Kiwi's Settling Into New Home
May 20 2004
Nine great spotted kiwi are settling into their new home in the Rotoiti Nature Recovery Project area at Nelson Lakes.
The first two kiwi from Kahurangi National Park’s Gouland Downs area were released into the recovery area on Saturday 15 May and the last two kiwi were moved there on Wednesday, 19 May. The Department of Conservation’s Rotoiti Nature Recovery Project, with the support of Bank of New Zealand Kiwi Recovery, has brought kiwi back to the Lake Rotoiti area after kiwi became extinct there around 80 years ago.
DOC’s St Arnaud biodiversity programme manager Brian Paton said so far the kiwi – five males and four females - were staying close to where they had been let go and that was promising for establishing a great spotted kiwi (roa) population at Rotoiti.
“This is the first time great spotted kiwi have been moved into a new area in recent times so we weren’t sure how they would react and whether they would stay. One possibility was that they would roam some distance away.
“So far they are staying near to where they were let go and that is encouraging but we still need to see what happens in coming weeks. We want them to stay in the Rotoiti Nature Recovery Project area, which protects native species with pest control, and for them to begin to breed and build their numbers.
“They are fitted with radio transmitters and are being closely monitored – on a daily basis for now – to make sure they are OK and to track their movements.”
Mr Paton urged people to help protect the kiwi by not letting their dogs get into Nelson Lakes National Park.
“Dogs are not allowed in Nelson Lakes National Park and that includes pig hunting dogs. That was the case before the kiwi came and now they are living here it has become even more crucial that dogs not go in the park as dogs are known to kill kiwi.
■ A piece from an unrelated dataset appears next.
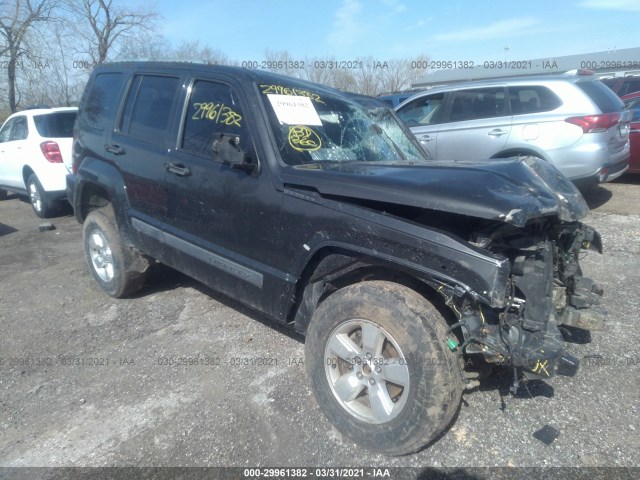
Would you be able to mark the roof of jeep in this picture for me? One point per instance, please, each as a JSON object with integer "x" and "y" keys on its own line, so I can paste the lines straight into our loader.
{"x": 257, "y": 76}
In Te Urewera National Park last year, nine out of sixteen monitored kiwi were killed in 10 months and it is believed all their deaths were due to dogs.
“We urge anyone in the area of Nelson Lakes National Park to keep their dogs under control, preferably on a leash, so there is no chance of them running into the park and putting kiwi at risk.”
One female kiwi is being treated by vets at Massey University for a beak injury that occurred in a transportation box, purpose-built for carrying kiwi, in which she was taken from Gouland Downs to St Arnaud.
“She has lost a bit off the end of her beak but the vets say there is a good chance it can mend. The damaged area should grow back. The beak is keratin and grows in the same way people’s fingernails do. “We are concerned and upset that this happened to her and have made sure she gets veterinary care. We also immediately took steps to prevent this happening to other kiwi. The health and wellbeing of the kiwi has been our paramount concern in moving them and we have had a vet on hand to check their condition and treat them as necessary.”
A team of DOC staff, including specialists in kiwi work, spent a week at Gouland Downs to capture the nocturnal kiwi at night. Once captured, the kiwi were flown by helicopter to St Arnaud during the day for release into the Rotoiti recovery area.
One of the goals of Bank of New Zealand Kiwi Recovery is to increase the number of places in which kiwi live. This is just the second time that kiwi have been put back into an area from which they had disappeared.
The Bank of New Zealand Kiwi Recovery Trust was established in November 2002 by the Bank of New Zealand and the Department of Conservation, building on a 12-year sponsorship relationship. The Bank of New Zealand Kiwi Recovery Trust is responsible for public awareness and education, fundraising, sponsorship and grant allocations for kiwi recovery nationally.